Ronald Colman owes his screen career—or its beginning, anyhow—to the quick judgment of another movie veteran, Director Henry King. King spotted Colman on Broadway in 1922 (supporting Ruth Chatterton and Henry Miller in La Tendresse), and gave him the male lead opposite Lillian Gish in The White Sister (1923). Since Miss Gish became a nun in the picture, all Colman could do was look frustrated, but he did that so handsomely that his movie career was assured. During the middle and late ’20s he and the late John Gilbert ran neck & neck as Hollywood’s foremost leading men. Gilbert had the edge on heavy-breathing love scenes and Colman on elegance and versatility. Colman was equally proficient in beglamored melodrama (Beau Geste, which he still considers his best picture) and in drawing-room comedy (the late Ernst Lubitsch’s silently epigrammatic version of Lady Windermere’s Fan).

The talkies brought disaster for John Gilbert, but Colman, with his light, deft, British diction and his stage training, was one of the best-prepared people in Hollywood. He gave to Bulldog Drummond, one of the first thoroughly engaging talkies, most of its charm; he played Arrowsmith and several of the big traditional romantic roles (If I Were King, Tale of Two Cities, Prisoner of Zenda).
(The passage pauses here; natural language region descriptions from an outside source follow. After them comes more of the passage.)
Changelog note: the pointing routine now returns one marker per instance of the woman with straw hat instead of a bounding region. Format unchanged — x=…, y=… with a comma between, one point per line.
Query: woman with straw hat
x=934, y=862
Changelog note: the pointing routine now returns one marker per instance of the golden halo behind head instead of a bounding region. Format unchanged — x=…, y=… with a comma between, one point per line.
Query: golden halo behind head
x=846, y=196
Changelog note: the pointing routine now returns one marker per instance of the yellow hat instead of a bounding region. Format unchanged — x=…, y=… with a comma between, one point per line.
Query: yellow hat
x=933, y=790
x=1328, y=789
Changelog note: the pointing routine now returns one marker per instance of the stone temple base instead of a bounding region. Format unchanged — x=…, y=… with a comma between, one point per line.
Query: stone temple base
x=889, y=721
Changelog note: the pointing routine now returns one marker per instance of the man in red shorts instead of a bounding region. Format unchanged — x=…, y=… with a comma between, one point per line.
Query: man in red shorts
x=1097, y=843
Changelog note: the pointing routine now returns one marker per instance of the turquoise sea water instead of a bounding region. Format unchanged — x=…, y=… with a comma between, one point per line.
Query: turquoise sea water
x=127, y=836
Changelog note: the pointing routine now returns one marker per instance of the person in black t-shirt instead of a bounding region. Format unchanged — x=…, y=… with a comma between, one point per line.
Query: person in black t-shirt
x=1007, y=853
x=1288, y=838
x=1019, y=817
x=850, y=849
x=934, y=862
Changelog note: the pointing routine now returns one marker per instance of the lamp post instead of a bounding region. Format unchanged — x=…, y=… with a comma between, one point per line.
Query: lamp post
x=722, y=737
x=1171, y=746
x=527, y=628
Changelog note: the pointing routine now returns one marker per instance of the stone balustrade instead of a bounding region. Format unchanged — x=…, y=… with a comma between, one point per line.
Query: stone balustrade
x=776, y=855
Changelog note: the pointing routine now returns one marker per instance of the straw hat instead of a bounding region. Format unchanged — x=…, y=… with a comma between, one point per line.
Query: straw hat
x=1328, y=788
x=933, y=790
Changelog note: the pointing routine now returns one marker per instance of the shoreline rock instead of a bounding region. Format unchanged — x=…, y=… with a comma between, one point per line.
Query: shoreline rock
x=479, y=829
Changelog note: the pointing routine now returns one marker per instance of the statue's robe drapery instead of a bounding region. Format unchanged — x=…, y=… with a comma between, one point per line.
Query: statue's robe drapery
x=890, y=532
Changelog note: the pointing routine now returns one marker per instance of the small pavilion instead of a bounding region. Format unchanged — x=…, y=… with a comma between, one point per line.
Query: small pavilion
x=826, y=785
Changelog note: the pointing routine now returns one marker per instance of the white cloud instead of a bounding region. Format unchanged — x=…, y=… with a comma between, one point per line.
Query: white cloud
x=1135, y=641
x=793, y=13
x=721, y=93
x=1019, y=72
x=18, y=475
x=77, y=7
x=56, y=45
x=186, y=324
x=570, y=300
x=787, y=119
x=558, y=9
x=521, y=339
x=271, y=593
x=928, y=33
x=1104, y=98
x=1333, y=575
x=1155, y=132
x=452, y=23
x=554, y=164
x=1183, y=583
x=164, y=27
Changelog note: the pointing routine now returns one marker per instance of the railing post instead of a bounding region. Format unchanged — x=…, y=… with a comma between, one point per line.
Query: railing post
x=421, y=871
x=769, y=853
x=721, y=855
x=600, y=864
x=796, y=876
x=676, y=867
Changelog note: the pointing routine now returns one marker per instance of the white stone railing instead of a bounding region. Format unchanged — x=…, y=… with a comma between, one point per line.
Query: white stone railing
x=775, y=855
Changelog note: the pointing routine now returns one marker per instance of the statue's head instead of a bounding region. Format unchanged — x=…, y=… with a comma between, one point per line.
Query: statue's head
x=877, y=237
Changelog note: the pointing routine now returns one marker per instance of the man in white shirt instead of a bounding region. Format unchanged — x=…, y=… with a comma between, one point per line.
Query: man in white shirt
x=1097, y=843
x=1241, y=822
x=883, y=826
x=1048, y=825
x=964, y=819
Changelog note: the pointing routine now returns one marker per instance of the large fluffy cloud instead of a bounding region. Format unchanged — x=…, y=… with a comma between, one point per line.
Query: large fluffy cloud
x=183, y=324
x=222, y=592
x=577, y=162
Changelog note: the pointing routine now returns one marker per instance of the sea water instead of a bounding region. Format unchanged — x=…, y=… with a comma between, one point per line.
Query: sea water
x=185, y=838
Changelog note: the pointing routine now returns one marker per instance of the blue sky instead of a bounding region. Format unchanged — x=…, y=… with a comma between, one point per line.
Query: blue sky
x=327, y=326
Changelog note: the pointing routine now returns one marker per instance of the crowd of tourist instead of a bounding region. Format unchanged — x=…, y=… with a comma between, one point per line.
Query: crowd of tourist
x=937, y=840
When he grew a little old for young romance, his cultivated accent still fitted him for radio work—notably as a frequent guest on Neighbor Jack Benny’s program.

Colman is known as one of the wisest self-managers in pictures. When his longterm contract with Sam Goldwyn expired over 13 years ago, he turned down rich contract offers from every major studio in the business, in favor of free lancing. He has handled the Colman career far better than any studio could have. He has carefully selected his scripts (about one in every 25 offered), his directors and his leading ladies; he has paced himself to a one-a-year schedule; he has not burned himself out at the box office, or buried himself in a type or picture rut. He makes very sure he gets a good role for himself, but he makes even surer that he gets a good all-round story and screenplay. He explains, shrewdly: “A man is sunk unless he retains the amateur in himself. You cannot get too professional—too intent on making money. You have got to have some of the enthusiasm, some of the eagerness of the amateur. And may I modestly say that I have this.”

Secret Beyond the Door (Universal-International) will not be divulged here, but prospective ticket buyers should get a fair warning.

Joan Bennett marries Michael Redgrave, a patrician who is also, as becomes gradually clear, something of a loon. He has made a collection of “felicitous” rooms. —i.e., reproductions of rooms in which notorious murderers have done away with women; and he seems rather tetchy about women, himself. There is one room he won’t show, even to Joan. When she satisfies her fearful curiosity, she gets a shock that the audience may in some mild degree share.

This is another of those shows in which all mysteries are eventually explained—and all sins forgiven—by half-baked psychoanalysis. Fritz Lang is a gifted director but, except for a few well-calculated whiffs and jabs of fright and his customary talent with sinister interiors, he hasn’t much chance with this material.

A moot question for sociopsychologists: Why in this mother-conscious nation, where mamma’s boys are fairly common, is the type portrayed by the versatile English actor Michael Redgrave (here and in Mourning Becomes Electro)? Thus far in his U.S. career, Redgrave has been given nothing else to play.

* Some do; others are completely detached from them. The celebrated Polish Tragedienne Helen Modjeska was able to jerk tears from spectators by reciting the alphabet.